Given a choice after my experiences I would opt for VB.

I don't really care how other pregnant women give birth - to me it's a means to an end, but would suggest that any woman should think carefully before choosing major surgery for anything other than medical considerations.

I do know of one mum who had a CS with her first and she felt bereft at being unable to give birth naturally.

fizzbuzz · 27/08/2007 20:48

Well I chose a c-section 2nd time around as first birth was awful.

It was fantastic, much much better than vaginal birth which left me wiped out for 3 weeks.

I am pro section and would choose it every time if I had another one. It was such a relief knowing I wouldn't have to go through those hellish hours of labour again. It was like a sense of freedom.

Not too posh to push, too damn terrified to push...

cazzybabs · 27/08/2007 20:48

I really wanted an elective cs with my first - you have no idea what birth will be like. I have now had 2 natural no pain relief births and am having a 3rd. The ward bit afterwards is horrid as it the no sleep.

Desiderata · 27/08/2007 20:55

Gangle, you started the thread. Most people, by bitter experience, are trying to tell you not to do it, but your mind's made up. You want your Jack'n'Danny intact. Bully for you, kid.

In your initial OP you mentioned VBAC in the same breath as saying that you were well-informed on the subject It's actually nobody's business if you want to go ahead with this. But, since you asked ....

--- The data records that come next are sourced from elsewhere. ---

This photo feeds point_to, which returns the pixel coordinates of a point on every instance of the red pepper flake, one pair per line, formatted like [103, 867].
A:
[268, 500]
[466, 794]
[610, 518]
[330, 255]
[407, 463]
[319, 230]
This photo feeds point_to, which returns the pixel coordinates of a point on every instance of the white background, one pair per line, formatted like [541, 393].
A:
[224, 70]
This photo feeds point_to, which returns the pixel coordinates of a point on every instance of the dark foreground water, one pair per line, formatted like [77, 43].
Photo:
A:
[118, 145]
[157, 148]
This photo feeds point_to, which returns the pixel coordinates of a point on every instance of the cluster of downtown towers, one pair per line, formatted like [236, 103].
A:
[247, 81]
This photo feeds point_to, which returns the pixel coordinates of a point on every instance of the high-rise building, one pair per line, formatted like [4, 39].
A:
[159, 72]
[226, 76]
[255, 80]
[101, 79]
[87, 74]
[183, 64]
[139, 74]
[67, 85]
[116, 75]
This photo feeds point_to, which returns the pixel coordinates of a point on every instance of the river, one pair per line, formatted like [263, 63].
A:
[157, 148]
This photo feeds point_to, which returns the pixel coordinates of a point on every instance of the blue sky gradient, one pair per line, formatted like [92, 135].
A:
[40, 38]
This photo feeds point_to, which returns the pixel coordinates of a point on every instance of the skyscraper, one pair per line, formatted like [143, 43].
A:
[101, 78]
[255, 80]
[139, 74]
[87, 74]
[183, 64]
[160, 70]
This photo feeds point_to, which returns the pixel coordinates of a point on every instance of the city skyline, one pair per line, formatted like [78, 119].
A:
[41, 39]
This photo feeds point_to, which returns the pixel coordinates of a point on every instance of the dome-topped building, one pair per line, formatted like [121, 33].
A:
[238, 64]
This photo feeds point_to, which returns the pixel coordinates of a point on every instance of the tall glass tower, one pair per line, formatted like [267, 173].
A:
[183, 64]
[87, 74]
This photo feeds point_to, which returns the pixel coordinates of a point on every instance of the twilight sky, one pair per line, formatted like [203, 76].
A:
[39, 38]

ScottishMummy · 27/08/2007 20:59

Gangle- it is your decision but consider s whether you are scared/anxious and that is influencing your decision. it seems a very definite and somewhat early decision, u have another 33weeks to figure it out

attend birth class
chat to other mums
chat to midwife
read literature/dvd/books
Suppport groups
NCT

but to reiterate your decision But i do not think the mode of delivery necesarily affects bonding or successful bonding.delivery is a process birth the outcome

there can be a subtle pressure for real birth and the implication that it is best undertaken completley painfree squatting down singing kumbyyaah with no medical intervention - again up to u

many mums - many ways to do it

jabberwocky · 27/08/2007 21:05

Haven't read all the posts since my last but I see the cost of electives to the NHS has been the topic of discussion, amongst other things. I do have to wonder, if the NHS did agree to cover it, really how many surgeries would that be, anyway? I mean, I honestly don't think the number of women considering an elective section would instantly shoot up just b/c it was covered.

I'm in the US and my insurance initally was not going to cover my c-section. I scheduled it anyway because that is what I wanted and needed after the trauma of ds1's birth.

expatinscotland · 27/08/2007 21:10

To be frank, if you want your fanny and nethers to stay the way they are pre-kids: don't have kids and don't get old.

There's really not other way round it because pregnancy will change things csection or no.

So will age.

That's how it goes.

Celebs give you the impression it doesn't. They're photoshopped to holy hell in all those photos for one.

Number two, have a really good look at Geri Halliwell's tummy. Cuz her skin looks 35. It happens.

UCM · 27/08/2007 21:10

Desi, you can't use the words 'Jack & Danny' on here ffs.